No. Adustable Rate Mortgages are just that--adjustable. HOWEVER...
There is a maximum rate that your ARM can rise or fall. This is called the life cap of the mortgage. Most ARMs have 3 caps built into them. They are
1) The initial adjustment cap
2) The intermediate adjustment cap
3) The life cap
Intial Cap: The initial cap is the maximum the rate can adjust up or DOWN (many people forget that ARMs can actually go down) at the 1st adjustment period. For example: If you have a 5 year ARM that has a 2% inital cap and your rate is 5.5%, when the loan adjusts at the beginning of the 6th year, the highest the rate could adjust upwards would be 7.5% and the lowest it could fall would be 3.5%.
Intermediate Cap If the loan does not adjust to the maximum or minimum at the time of the initial adjustment, then the intermediate cap kicks in. That is the cap that the rate can adjust at any one time AFTER the inital rate adjustment. Let's take our previous example and assume that the interest rate did not change at the initial adjustment. If the intermediate cap was 2, then the most the rate could adjust upward would be 7.5% and the lowest would be 3.5%. Intermediate adjustment periods can be as short as 1 month and as long as 1 year.

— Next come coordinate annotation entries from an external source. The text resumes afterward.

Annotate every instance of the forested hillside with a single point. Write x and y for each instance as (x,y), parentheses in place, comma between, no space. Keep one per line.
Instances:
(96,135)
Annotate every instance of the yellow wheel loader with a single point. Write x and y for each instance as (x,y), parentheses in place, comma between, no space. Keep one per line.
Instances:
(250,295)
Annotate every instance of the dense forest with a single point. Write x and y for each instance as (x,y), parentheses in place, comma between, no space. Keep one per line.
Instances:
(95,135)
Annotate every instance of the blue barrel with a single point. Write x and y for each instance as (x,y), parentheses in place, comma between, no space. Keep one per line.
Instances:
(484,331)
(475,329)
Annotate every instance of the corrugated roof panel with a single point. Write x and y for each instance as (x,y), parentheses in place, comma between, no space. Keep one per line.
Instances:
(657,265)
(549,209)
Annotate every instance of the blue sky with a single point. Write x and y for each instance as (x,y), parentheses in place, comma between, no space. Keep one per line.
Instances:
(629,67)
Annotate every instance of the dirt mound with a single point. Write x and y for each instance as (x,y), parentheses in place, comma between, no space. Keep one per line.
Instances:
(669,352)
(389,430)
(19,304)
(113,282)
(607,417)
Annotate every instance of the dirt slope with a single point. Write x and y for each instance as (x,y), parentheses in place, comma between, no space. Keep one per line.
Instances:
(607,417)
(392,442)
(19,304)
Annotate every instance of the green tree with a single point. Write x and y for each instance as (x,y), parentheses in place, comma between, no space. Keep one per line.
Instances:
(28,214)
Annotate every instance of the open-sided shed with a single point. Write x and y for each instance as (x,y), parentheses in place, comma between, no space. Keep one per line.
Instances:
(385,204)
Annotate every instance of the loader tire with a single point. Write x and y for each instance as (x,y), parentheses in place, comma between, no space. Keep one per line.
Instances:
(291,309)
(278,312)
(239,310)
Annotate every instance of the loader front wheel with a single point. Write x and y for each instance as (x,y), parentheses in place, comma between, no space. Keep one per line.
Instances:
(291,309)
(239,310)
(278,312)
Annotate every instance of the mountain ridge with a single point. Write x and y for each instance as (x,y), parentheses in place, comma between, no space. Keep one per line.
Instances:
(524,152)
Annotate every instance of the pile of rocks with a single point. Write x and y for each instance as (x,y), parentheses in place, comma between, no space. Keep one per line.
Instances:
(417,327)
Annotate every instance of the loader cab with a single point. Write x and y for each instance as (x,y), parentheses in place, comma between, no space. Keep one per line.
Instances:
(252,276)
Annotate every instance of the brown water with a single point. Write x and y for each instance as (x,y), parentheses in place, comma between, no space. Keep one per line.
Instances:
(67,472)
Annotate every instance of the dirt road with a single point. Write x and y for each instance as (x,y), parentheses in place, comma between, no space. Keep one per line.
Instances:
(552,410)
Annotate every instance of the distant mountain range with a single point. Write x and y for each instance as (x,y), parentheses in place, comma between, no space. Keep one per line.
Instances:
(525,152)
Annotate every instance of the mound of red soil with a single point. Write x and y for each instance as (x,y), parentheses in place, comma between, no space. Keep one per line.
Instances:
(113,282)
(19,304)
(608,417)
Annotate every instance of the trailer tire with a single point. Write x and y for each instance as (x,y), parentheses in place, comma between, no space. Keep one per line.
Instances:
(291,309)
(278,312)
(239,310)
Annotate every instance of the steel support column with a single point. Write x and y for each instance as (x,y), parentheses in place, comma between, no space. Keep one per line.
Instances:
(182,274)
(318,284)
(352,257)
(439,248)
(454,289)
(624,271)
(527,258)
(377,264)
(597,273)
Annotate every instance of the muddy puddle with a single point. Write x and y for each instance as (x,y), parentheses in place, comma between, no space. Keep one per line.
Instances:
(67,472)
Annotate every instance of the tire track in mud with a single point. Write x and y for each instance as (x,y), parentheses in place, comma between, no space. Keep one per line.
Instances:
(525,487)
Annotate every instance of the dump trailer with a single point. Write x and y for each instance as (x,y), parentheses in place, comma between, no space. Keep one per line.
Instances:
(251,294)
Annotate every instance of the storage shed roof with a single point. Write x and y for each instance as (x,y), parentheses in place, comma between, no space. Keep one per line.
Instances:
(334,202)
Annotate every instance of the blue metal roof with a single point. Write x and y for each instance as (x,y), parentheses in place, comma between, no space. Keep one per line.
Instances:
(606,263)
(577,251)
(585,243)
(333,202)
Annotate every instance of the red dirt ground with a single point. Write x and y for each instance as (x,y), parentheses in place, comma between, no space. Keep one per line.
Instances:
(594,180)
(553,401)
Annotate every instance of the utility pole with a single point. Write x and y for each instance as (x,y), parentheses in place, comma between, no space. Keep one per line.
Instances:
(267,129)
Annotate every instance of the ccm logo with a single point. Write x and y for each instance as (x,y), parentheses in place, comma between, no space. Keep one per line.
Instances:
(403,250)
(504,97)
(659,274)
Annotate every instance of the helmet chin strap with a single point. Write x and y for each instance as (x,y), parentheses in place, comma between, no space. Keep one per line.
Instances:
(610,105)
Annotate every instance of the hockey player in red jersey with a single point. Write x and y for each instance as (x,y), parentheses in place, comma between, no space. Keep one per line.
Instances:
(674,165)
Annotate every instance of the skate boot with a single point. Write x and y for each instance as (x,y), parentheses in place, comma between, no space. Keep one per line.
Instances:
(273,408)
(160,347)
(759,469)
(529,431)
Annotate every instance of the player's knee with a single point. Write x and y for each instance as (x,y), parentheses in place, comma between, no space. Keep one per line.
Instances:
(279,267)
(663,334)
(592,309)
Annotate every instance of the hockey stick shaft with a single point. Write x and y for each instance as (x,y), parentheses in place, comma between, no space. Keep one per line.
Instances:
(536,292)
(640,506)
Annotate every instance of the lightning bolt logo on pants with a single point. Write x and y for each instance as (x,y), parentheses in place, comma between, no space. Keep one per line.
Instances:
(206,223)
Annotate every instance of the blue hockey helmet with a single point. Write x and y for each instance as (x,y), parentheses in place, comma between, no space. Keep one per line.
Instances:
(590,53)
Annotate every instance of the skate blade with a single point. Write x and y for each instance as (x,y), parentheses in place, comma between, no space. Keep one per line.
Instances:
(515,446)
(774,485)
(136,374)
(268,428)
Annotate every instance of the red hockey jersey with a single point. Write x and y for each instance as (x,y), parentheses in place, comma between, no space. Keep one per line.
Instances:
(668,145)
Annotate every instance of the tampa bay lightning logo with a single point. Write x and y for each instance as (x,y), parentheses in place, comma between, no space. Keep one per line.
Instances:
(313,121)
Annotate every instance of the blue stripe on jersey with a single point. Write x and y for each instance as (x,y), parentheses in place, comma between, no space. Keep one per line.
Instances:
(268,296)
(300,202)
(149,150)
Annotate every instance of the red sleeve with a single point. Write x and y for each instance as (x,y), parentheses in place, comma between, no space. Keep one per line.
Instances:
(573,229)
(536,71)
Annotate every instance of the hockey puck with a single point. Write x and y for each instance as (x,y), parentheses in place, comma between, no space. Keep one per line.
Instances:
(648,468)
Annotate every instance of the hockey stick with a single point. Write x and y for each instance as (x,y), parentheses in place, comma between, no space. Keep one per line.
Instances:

Life cap The life cap is the highest the loan can EVER go up or down. Assuming the life cap is once again 2%, then in our example, the highest rate you would ever have is 7.5% and the lowest is 3.5%.
At the time you are getting your mortgage, you can always tell a great mortgage professional because they will tell you what your maximum mortgage payment will be and ask you if you will be able to comfortably afford it. If you can comfortably afford the payment, then taking advantage of the lower start rate to build up your liquid reserves, pay down non-tax deductible debt, or save more for your retirement can be a great strategy. If you will not be able to afford the payment comfortably, then I recommend you go for the fixed rate loan. That will ensure that if we have a market like we have right now where home prices decline and credit tightens up, you will not be in danger of losing your home if you cannot refinance. I can't tell you how many people I have spoken to over the last year who were never told what their maximum loan payment could be.
Take away: Now that you know about caps, make sure you ask your mortgage professional for the initial, intermediate, and life cap and the corresponding payments when considering an ARM.